Het is een mooi tijdsbeeld, deze vorm van symptoombestrijding. Enerzijds de dwang om het lichaam goed te onderhouden en te ontspannen, anderzijds de weigering om de werkelijke oorzaak van de stress aan te pakken en gewoon wat minder in de agenda op te schrijven.
In haar twee voorgaande programma's maakte Lenette van Dongen al duidelijk dat ze zich niet thuis voelt in deze tijd. De opgefoktheid, onechtheid in de omgang, ze kan er niet goed tegen, ook al levert het aardige stof op voor een cabaretprogramma.
Ook nu is ze op zoek naar stilte, en rust in het hoofd. De oplossing blijkt vlak voor de deur van haar Amsterdamse woning te liggen. Maar wel zes meter diep en vele eeuwen terug.
Voordat Lenette van Dongen als soliste debuteerde, had zij een praktijk-opleidng in vele theatergenres achter de rug, van musical en dans tot stand-up comedy. Door dat brede scala aan vaardigheden is zij een interessante cabaretière geworden. Ook is zij, ondanks het succes van de eerste twee programma's, niet te beroerd om naast haar eigen teksten gebruik te maken van de diensten van schrijvers als Rob Chrispijn en Ted van Lieshout.

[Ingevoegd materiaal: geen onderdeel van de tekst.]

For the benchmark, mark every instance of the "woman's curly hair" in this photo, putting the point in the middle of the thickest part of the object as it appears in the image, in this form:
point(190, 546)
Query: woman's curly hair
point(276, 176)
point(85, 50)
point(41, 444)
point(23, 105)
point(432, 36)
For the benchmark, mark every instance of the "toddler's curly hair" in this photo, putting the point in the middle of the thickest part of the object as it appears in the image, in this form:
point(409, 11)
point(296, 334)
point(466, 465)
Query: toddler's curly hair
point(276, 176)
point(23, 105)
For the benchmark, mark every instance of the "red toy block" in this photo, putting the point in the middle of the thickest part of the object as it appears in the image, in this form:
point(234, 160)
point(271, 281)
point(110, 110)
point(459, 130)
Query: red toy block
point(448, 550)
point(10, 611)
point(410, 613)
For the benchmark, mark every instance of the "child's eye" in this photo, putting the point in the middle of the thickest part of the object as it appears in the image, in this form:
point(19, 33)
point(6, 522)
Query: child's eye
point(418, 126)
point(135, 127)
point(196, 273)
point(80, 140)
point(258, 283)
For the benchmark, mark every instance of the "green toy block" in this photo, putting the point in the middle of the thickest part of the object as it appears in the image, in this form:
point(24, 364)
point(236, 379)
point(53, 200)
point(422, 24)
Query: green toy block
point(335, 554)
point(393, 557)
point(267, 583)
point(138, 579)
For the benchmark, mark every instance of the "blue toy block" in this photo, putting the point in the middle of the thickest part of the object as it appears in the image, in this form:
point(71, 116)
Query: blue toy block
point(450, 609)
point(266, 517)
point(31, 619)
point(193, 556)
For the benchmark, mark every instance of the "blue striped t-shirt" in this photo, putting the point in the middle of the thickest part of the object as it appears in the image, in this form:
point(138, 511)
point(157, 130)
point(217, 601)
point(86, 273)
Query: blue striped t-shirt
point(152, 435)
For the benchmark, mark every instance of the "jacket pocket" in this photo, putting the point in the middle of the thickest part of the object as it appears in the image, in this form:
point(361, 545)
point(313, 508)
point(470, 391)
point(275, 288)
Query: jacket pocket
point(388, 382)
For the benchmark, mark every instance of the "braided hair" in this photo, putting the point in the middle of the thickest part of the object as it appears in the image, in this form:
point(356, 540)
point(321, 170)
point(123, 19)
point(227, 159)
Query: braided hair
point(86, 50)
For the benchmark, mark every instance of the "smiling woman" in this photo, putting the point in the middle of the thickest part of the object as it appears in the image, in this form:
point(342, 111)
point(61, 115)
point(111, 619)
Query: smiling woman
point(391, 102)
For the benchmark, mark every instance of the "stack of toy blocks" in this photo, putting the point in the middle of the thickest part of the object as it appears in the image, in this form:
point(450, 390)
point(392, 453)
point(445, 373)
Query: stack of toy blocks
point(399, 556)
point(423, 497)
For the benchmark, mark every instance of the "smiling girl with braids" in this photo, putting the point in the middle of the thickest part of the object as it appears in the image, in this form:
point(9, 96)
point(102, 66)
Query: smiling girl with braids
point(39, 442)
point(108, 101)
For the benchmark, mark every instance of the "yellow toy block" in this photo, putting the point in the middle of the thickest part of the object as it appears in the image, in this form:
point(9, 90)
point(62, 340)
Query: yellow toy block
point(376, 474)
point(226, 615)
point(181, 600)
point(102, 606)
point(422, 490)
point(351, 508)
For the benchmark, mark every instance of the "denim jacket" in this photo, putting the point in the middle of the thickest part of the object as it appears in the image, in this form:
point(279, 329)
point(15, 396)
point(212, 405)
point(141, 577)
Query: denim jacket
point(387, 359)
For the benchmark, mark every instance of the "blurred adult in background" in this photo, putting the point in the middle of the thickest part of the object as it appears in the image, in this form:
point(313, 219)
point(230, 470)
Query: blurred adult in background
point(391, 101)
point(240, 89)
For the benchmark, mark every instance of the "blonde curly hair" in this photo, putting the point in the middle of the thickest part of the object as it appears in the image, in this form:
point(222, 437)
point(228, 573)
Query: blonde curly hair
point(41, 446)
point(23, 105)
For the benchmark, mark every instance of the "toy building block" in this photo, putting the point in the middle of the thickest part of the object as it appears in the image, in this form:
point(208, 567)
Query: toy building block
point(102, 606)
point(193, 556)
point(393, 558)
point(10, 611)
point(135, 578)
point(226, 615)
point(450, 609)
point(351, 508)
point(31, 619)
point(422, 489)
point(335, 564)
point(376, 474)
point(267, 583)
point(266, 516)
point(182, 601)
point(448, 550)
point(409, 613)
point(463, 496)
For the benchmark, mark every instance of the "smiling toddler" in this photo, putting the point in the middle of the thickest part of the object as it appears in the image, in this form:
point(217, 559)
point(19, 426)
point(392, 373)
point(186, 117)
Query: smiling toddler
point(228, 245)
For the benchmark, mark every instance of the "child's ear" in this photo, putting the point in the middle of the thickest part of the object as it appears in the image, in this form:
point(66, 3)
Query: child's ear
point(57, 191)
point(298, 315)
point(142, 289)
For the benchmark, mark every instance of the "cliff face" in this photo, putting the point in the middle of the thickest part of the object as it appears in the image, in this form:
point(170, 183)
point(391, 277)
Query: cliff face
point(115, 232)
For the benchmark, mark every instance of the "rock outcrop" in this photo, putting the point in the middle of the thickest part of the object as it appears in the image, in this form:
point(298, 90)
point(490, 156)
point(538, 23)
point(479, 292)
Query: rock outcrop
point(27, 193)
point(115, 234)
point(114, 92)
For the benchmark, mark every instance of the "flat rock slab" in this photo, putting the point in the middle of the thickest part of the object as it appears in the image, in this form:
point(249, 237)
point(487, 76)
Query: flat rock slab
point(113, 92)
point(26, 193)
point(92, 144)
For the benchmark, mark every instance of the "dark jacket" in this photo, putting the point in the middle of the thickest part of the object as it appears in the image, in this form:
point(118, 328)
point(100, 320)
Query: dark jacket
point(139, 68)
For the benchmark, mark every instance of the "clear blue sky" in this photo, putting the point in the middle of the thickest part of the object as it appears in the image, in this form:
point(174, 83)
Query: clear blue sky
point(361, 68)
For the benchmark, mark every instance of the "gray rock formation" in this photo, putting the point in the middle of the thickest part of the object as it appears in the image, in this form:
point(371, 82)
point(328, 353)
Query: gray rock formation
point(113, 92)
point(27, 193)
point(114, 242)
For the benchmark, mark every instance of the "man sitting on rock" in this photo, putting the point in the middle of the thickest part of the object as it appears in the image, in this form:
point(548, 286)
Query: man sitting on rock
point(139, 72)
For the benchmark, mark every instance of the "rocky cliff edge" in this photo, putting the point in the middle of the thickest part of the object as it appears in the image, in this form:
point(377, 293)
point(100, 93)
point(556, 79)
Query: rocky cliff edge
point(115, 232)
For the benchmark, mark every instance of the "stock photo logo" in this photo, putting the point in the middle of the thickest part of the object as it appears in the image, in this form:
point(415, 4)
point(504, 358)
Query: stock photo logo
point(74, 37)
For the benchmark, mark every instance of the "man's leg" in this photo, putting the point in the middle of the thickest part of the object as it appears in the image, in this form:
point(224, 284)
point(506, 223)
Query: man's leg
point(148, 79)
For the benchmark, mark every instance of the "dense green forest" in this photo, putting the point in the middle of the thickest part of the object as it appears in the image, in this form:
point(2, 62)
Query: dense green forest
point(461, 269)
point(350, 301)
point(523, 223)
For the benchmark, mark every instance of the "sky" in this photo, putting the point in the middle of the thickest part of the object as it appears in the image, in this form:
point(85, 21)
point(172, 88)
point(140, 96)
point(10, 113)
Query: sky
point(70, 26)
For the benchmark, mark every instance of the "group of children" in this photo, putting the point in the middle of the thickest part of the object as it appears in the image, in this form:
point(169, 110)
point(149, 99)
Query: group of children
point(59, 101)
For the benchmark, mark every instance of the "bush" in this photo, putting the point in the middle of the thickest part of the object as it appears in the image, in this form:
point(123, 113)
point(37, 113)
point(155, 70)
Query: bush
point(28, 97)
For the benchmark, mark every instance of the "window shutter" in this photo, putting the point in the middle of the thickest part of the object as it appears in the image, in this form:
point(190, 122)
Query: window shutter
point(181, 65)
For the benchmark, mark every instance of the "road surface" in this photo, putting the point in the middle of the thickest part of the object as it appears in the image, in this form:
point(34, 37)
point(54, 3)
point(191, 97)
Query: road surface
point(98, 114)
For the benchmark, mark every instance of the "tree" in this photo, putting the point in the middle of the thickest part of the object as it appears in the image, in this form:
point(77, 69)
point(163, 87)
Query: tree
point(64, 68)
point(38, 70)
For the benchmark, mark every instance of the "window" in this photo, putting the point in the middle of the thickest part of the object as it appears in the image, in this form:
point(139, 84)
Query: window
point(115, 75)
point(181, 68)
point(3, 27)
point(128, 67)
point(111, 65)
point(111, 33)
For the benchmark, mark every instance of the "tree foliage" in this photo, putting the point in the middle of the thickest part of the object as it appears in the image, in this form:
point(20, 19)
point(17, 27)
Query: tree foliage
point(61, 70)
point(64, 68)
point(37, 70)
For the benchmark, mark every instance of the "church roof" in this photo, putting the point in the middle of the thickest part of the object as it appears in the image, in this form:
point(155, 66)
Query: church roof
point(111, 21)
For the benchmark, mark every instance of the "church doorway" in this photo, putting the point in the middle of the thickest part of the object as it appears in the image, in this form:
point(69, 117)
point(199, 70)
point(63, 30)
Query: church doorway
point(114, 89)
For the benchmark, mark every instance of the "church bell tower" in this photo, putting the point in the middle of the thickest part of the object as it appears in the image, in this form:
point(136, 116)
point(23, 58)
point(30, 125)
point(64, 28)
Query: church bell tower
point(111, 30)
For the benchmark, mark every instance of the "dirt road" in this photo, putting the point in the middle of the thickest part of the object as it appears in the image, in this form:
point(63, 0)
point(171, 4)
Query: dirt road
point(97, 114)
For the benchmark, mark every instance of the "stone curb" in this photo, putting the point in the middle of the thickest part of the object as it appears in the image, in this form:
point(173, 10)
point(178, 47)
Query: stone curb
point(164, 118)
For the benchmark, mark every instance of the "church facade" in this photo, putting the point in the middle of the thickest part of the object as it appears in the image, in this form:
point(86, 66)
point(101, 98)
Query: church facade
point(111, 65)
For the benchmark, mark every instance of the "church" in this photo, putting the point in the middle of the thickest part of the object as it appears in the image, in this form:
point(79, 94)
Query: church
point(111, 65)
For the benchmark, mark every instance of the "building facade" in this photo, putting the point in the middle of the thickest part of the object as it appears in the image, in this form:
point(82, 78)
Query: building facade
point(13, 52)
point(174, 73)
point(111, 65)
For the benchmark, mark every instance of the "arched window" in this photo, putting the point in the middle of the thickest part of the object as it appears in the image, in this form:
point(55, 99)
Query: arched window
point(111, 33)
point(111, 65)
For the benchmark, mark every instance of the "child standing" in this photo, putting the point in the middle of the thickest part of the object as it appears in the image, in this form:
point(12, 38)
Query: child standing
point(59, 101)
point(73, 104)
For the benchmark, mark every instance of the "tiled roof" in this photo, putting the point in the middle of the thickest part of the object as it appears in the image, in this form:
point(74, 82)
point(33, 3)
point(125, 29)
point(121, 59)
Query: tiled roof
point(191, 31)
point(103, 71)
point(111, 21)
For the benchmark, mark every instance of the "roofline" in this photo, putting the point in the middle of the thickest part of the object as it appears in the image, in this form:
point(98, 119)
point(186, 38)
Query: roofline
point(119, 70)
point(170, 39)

Jagadamba is een cabaretvoorstelling geworden die aan de buitenste rand van het genre kan worden geplaatst. Soms heeft het de sfeer van een intiem praatje bij de haard. Vervolgens schiet het weer mijlen de andere kant op met verwijzingen naar de wereldmuziek. Dan weer lijkt het op een stripverhaal, inclusief denkbeeldige tekstballonnetjes. Alleen de kleine geluidjes waarmee ze vrijwel elk gebaar begeleidt beginnen na een half uurtje een beetje te vervelen.
Allerlei thema's, zoals het Columbus-instinct van de mens, de geborgenheid die de natuur kan bieden, en het verliezen van een kind worden op subtiele wijze in elkaar geschoven. Maar deze verhalen krijgen een plat humoristische injectie als het even iets te zweverig dreigt te worden.
Van Dongen voelt zich misschien niet thuis in deze wereld, op het podium lijkt zij geen enkel probleem te hebben. De fysieke inspanningen van de fitness-apparaten vormen geen belemmering om direct daarna een lief lied te zingen zonder na te hoeven hijgen. Van Dongen heef een mooi verhaal te vertellen en dat doet ze vrijwel vlekkeloos.